I’ll start from the viewpoint of a statically typed language, as it’s easier to understand. Then I’ll show how dynamically typed languages differ.
Some Variables
In the following pseudo-code I introduce a few different typed variables. I’ll refer to these variables throughout this article.
age: Integer = 17 name: String = "Kesara" user: User = User(id=123, security=AccessType.read, name=name)
In this example, age
has an integer type, name
has a string type, and user
has a User
type. We know this since we can see it written in the code. The translator also knows this since it understands the code. Here I’ll use the term translator to refer to the compiler, or interpreter, and the abstract machine on which this code will run.
Static Type Information
When source code is being processed, this type information that is known prior to execution is called “static” type information. We know its type simply from looking at the code. What we call statically typed languages are those where most type information can be known from the code. Let’s assume we have a statically typed language for now.

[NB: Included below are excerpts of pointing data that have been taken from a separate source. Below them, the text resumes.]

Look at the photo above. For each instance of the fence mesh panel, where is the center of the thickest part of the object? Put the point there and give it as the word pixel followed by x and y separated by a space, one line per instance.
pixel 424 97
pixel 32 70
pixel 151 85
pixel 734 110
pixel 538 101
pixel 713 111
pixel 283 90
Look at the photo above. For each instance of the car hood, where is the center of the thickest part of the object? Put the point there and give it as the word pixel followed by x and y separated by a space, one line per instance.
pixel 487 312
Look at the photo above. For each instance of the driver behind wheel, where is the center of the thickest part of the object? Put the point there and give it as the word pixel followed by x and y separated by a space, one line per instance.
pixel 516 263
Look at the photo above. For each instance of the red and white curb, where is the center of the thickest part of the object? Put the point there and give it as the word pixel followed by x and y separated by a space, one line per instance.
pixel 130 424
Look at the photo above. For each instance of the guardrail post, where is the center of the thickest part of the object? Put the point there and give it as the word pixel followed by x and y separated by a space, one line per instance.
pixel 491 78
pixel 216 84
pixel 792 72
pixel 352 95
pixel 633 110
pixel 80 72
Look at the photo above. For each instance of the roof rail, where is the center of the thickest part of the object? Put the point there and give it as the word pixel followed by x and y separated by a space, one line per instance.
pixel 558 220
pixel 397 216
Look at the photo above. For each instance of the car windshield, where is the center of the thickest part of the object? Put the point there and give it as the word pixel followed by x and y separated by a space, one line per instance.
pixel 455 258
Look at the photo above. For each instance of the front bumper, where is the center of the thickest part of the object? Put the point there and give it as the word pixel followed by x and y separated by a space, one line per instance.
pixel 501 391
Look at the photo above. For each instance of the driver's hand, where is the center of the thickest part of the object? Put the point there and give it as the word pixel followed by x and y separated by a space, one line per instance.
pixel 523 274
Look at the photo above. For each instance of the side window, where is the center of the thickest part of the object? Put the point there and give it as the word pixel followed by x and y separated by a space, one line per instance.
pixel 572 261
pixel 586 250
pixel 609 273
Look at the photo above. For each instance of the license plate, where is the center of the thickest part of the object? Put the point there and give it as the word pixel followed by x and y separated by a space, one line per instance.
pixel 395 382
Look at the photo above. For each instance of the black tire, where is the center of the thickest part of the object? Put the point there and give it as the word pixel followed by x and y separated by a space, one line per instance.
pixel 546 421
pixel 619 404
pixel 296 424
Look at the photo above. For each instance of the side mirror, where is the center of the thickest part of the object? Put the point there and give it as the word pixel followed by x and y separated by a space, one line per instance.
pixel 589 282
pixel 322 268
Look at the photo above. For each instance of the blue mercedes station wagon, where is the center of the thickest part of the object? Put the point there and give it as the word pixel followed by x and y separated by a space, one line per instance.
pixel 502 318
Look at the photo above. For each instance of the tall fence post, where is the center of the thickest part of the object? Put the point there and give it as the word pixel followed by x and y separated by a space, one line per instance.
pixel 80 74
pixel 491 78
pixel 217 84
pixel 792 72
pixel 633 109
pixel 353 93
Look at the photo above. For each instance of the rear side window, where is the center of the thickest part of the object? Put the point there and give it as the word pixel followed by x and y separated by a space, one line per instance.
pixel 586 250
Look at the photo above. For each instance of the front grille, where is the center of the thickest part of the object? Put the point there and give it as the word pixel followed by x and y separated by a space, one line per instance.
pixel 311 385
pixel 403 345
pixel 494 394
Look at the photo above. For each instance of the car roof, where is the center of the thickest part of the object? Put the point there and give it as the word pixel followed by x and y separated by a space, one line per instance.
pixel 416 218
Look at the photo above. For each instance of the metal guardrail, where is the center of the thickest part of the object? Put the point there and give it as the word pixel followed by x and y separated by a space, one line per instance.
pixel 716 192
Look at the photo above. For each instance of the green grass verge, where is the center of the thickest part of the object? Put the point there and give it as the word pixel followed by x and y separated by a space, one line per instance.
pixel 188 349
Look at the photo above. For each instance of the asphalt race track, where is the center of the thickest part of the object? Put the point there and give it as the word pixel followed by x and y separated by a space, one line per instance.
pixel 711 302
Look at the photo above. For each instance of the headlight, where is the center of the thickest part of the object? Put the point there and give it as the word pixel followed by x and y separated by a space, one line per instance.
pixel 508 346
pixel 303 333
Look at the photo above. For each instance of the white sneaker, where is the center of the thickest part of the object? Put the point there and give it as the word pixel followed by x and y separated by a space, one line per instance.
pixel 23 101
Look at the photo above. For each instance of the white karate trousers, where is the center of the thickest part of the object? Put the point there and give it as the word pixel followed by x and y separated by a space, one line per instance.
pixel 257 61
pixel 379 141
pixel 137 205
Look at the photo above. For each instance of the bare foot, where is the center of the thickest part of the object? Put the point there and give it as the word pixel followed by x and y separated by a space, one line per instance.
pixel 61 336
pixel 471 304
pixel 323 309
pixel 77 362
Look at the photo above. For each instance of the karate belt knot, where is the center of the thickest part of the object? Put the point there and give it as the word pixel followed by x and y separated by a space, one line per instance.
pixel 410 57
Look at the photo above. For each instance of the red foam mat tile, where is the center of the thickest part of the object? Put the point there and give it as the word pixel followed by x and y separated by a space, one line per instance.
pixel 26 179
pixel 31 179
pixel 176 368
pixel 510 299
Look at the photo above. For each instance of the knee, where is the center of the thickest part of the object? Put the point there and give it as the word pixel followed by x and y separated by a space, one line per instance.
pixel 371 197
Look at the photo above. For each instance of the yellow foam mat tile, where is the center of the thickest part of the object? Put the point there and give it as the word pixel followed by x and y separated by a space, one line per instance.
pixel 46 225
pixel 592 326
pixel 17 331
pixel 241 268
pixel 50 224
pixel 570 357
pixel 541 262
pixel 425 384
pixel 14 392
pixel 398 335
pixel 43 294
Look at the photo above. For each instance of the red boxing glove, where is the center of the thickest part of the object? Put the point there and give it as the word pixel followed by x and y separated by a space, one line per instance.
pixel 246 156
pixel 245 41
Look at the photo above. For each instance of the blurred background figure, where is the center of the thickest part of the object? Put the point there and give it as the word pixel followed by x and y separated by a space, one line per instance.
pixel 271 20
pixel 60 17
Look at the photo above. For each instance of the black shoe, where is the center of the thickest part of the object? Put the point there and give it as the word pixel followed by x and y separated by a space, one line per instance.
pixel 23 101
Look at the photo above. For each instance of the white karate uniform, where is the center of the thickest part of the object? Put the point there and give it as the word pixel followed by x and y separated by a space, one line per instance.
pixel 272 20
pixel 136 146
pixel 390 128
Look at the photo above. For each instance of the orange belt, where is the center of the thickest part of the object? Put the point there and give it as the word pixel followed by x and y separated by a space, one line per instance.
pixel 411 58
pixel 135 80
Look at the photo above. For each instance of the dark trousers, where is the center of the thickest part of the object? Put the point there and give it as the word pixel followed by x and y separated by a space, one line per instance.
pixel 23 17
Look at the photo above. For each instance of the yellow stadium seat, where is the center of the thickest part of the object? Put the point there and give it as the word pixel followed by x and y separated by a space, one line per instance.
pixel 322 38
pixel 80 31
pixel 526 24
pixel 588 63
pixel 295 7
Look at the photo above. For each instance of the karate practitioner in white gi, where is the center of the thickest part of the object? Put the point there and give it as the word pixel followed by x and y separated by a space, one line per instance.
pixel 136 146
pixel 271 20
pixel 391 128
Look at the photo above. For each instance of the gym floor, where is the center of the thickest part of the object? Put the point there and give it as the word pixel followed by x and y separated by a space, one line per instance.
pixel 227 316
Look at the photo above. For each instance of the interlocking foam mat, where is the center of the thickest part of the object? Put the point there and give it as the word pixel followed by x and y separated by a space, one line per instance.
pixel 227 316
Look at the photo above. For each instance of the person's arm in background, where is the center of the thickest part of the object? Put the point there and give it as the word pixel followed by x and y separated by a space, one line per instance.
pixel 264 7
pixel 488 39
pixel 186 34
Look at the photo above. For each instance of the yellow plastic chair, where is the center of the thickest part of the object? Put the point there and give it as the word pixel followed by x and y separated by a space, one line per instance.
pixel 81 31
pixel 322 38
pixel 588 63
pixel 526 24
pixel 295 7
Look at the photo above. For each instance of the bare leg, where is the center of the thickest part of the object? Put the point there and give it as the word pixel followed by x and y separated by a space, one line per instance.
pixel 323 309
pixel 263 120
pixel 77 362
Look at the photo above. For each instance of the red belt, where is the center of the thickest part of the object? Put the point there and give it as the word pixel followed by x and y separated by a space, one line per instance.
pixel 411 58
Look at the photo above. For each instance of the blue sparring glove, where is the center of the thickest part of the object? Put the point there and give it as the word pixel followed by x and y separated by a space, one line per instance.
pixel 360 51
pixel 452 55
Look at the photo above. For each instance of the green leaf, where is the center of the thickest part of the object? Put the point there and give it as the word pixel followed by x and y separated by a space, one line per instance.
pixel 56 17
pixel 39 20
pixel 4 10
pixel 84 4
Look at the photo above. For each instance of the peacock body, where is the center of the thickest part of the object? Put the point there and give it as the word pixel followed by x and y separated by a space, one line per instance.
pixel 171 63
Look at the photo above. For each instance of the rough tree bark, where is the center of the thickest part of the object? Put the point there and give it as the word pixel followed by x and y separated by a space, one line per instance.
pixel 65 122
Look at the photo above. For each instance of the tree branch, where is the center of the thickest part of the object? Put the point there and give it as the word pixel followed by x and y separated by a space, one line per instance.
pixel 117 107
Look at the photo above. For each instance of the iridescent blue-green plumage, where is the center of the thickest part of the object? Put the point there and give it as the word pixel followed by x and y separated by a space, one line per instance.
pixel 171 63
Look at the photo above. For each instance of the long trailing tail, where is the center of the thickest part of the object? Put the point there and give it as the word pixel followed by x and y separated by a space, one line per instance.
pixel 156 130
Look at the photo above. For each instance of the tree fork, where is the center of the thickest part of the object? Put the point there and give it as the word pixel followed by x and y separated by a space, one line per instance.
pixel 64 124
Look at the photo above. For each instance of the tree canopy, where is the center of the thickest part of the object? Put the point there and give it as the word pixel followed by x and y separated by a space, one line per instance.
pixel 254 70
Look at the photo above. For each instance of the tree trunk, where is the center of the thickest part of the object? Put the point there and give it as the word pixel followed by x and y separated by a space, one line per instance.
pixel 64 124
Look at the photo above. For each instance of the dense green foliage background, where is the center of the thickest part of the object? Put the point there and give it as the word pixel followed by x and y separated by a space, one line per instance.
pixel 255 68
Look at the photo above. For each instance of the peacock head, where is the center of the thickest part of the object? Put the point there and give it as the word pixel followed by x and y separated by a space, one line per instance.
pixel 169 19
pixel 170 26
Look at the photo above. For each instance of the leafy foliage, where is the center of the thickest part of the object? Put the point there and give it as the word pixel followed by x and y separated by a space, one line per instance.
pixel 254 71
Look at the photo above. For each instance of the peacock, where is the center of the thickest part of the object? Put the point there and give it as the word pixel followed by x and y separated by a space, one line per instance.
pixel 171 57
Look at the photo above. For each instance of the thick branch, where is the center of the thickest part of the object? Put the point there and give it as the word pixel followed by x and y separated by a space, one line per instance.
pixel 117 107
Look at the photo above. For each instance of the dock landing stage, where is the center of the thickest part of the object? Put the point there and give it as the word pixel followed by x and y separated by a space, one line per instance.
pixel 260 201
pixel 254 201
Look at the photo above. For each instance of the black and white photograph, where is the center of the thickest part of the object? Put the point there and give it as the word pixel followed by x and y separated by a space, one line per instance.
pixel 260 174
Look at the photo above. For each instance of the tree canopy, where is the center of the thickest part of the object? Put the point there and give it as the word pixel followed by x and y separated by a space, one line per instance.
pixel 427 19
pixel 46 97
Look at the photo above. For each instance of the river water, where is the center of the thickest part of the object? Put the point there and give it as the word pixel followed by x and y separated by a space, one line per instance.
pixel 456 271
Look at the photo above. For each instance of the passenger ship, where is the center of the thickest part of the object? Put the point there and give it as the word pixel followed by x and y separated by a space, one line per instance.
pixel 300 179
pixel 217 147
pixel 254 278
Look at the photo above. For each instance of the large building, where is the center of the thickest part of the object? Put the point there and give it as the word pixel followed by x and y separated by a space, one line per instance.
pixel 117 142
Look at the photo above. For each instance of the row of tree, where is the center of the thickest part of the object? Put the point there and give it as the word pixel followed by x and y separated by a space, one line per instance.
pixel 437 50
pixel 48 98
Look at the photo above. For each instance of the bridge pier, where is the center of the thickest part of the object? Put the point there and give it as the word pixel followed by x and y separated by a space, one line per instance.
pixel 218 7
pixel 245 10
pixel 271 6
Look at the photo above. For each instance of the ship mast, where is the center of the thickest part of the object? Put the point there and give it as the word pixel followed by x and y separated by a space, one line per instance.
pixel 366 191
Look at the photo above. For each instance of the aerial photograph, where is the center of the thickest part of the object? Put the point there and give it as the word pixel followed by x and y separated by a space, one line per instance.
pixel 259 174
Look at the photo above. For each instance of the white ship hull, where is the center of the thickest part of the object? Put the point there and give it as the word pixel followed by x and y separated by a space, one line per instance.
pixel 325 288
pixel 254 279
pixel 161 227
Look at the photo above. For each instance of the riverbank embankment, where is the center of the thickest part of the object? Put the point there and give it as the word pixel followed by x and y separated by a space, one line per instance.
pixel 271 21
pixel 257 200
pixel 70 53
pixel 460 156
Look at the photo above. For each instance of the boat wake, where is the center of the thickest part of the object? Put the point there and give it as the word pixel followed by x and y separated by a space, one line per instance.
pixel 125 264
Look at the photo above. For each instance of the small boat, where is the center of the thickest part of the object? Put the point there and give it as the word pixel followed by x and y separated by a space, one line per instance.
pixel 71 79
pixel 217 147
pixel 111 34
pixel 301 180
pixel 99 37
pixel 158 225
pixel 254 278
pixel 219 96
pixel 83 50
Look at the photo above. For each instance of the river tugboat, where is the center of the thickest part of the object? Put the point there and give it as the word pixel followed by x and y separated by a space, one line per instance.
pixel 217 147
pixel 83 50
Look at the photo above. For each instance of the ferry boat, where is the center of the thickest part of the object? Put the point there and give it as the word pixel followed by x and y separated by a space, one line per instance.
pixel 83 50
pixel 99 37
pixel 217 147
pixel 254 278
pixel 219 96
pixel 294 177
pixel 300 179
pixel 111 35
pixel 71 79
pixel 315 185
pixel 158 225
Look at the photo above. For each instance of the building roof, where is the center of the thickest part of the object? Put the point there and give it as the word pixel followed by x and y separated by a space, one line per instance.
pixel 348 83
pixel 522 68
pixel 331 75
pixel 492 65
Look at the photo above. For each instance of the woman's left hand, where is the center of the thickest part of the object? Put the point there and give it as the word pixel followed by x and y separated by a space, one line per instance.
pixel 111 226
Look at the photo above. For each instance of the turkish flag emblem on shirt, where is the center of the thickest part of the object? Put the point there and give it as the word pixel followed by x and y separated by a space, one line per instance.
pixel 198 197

The translator uses this static information to decide how to process expressions. For example, given the expression age + 5
, the translator knows it is adding two integers together. It knows this statically and thus immediately knows how to implement it. The static type information is also what allows the translator to know that name + “Suffix”
is string concatenation, and not addition.
To put it another way, the translator knows which functions to call without needing to execute the code. For example, a compiler might allocate 8-bytes for the integer age
, then write a value to it. Later it will call a specific function add_integer_8( age, 5 )
, and that will assume that the bytes pointed to by age
represent an integer. It doesn’t need to explicitly track at runtime that age
is an integer — the knowledge of the static types at compile time was enough to call the right function.
Take a look at my article on type conversion for a perspective from a compiler.
With static types, functions and libraries are built to work with specific types. What looks like a single addition operator in the code may be mapped to a variety of functions, such as one for each size of integer and one for each floating point type. The compilation phase already determined the correct function to call, so these functions don’t need to check the type of their arguments. Since nothing needs this type information after compilation, it can be discarded — it won’t be in the compiled, or executed, form for the code.
Dynamic Type Information
Even in static languages, there is also “dynamic” type information, which cannot be known until the code is run. This comes up in type hierarchies and union types.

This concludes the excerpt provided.